The car problem turned out to be simply a used-up battery. After they fixed it the garage called and said "We got your lil' car all ready to go," which reminded me of the time I went to a Calvinist dinner party and someone said "There's a tiny green car in the driveway that's blocked me in; could whoever owns it let me out?" I guess it's true that in a West Texas town where the F-250 is king, a Saturn SL-1 is unusually diminutive, but obviously these people haven't heard of the Smart Car. Maybe when Smart cracks the U.S. market I'll get one and draw even more attention to myself.
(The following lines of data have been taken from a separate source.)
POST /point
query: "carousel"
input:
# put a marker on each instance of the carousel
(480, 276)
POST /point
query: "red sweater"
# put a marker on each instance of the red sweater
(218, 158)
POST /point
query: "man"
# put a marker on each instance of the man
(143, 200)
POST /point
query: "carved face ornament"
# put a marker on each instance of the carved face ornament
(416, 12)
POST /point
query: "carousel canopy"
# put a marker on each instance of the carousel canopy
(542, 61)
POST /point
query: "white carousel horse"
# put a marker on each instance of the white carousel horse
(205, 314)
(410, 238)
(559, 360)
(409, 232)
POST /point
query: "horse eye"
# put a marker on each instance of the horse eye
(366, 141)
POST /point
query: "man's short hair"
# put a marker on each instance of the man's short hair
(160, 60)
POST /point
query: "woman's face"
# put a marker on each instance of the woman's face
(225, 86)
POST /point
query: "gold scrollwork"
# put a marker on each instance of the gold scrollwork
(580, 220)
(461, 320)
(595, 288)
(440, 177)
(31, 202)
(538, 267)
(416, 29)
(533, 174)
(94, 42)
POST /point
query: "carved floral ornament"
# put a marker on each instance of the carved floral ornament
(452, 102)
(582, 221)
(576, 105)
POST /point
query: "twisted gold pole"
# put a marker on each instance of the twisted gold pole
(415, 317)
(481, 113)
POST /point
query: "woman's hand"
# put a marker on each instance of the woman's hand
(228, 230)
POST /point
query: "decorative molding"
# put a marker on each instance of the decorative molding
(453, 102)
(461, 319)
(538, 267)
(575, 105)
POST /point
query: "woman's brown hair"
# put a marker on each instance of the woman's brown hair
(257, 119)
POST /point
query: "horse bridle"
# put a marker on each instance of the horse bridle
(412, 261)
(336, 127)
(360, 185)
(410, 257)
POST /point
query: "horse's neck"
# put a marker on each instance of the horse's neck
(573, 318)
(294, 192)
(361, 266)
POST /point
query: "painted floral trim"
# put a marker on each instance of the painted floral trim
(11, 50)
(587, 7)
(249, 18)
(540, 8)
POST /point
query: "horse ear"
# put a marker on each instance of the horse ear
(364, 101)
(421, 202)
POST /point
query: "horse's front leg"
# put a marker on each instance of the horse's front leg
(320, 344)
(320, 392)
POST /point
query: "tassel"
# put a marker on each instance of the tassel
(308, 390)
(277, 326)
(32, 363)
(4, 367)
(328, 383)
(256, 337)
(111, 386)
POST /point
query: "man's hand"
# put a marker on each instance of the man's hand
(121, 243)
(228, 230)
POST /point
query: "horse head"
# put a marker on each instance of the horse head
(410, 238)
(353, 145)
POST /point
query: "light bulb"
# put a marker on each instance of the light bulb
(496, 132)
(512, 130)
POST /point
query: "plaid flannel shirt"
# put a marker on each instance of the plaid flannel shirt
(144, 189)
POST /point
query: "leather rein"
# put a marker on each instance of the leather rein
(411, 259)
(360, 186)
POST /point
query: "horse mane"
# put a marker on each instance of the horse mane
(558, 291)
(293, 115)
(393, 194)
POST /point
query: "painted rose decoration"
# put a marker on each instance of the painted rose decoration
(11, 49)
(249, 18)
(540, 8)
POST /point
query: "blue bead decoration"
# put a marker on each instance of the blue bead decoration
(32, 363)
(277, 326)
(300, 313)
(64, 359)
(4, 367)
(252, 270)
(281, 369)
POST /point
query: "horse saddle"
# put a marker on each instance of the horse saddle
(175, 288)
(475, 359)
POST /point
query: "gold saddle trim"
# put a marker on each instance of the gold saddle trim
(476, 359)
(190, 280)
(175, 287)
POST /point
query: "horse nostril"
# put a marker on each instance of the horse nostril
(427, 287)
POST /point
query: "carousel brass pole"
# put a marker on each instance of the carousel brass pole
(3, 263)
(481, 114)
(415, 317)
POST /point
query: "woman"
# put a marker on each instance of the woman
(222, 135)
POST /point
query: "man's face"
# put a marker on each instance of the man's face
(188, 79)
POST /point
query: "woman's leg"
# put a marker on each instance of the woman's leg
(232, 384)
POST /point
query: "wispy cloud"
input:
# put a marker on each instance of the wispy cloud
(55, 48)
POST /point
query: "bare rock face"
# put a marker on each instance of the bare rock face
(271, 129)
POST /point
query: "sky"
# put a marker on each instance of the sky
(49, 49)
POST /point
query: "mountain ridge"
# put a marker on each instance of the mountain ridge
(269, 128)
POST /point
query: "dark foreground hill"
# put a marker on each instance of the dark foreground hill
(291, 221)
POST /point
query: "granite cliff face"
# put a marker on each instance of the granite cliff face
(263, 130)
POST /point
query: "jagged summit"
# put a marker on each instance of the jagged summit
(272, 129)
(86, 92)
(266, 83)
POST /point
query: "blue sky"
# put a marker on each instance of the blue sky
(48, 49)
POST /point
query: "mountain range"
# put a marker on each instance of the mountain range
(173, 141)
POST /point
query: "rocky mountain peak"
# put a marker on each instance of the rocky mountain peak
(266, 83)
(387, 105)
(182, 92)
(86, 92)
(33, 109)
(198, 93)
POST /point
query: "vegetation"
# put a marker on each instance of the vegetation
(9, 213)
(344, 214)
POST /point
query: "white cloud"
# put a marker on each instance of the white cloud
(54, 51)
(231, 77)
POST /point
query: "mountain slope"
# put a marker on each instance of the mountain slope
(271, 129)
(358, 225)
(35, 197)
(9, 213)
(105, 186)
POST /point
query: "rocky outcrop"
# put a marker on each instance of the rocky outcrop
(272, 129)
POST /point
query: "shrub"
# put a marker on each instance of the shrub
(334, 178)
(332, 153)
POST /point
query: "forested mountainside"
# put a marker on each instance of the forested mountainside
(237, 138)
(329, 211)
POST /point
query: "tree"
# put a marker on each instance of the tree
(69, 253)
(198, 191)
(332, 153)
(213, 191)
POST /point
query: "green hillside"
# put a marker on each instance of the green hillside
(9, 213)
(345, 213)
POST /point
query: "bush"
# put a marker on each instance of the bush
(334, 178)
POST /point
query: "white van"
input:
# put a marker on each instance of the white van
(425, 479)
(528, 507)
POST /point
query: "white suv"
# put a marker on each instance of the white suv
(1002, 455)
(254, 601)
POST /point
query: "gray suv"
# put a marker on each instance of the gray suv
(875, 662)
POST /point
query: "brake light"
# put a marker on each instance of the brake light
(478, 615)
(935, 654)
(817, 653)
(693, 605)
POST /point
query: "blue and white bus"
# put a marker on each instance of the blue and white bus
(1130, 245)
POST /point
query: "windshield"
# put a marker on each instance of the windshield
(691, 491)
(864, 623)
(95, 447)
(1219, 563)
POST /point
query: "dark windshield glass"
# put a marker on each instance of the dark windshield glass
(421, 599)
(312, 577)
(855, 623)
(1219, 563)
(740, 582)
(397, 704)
We have a Starbucks! Big-city liberals have the luxury of sniffing at corporate chains, but here they've been a boon. Wal-Mart didn't replace thriving, locally-owned department stores; it allowed us not to have to go to Lubbock for a rice cooker or a hard drive. Chili's, as mediocre as it is, is the only place within 60 miles we can get a plate of pasta and a glass of wine. And Starbucks will be our first coffeeshop. An IHOP is being built, too, which sounds like a ridiculous thing to get excited about but indeed is a frequent topic of conversation.
I took a sick day. This cold has been ideal, really; serious enough to warrant staying home, but not so bad that I couldn't get in a lot of reading, prayer recitation, and guitar practice. The Illearth War has improved now that the narrative has swung back to Covenant and Elena's quest. The battle stuff in the middle section was getting too tedious, but perhaps that's just an idiosyncratic reaction; I read fantasy for its otherworldiness, not for the sort of accounts of large-scale conflict I could get by reading military history.